Puis quelque chose l’envahit comme un état de fugue. Il est monté dans la voiture, avec sa femme, et ils ont roulé vers le nord, hors de Moscou, hors de Russie, jusqu’à ce qu’ils soient en Estonie, dans les bois. Et puis après cela, il a écrit. C’était comme une transe. Comme s’il vomissait de la bile. Il lui avait fallu cinq ans pour écrire un roman et celui-ci était venu en un mois. Publié en 2006.

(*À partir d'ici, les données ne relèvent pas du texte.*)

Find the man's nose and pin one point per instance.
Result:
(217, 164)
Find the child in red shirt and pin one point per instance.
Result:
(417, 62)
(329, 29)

Je l’ai lu à l’époque dans l’un de ces trains, Le Jour De L’Opritchnik, ces marécages et ces forêts défilant sur une course de visa : mon esprit voyait à moitié des chars qui avaient été là pendant la seconde guerre mondiale entre les bouleaux. Dans ce livre, Le Tsar, enfin, est restauré. Le pays s’est enfermé derrière une Grande Muraille de Russie : seuls des pipelines en sortaient. C’est les heures de cet Opritchnik des derniers jours : cet agent furieux au travail assassinant un boyard, violant collectivement sa femme, puis rendant visite à un clairvoyant au nom du Tsar. Un jour en 2028. Mais c’est un faux empire : totalement dépendant de la Chine. Leurs personnages se sont glissés partout et même la tsarine s’assure d’éduquer son fils en mandarin.

J’ai posé ce livre mais il ne m’a jamais quitté. Un sentiment comme si j’avais vu le futur. Et maintenant – ses pièces tombent d’heure en heure – tous ceux que je connais à Moscou y vivent. Je ne sais pas combien de temps.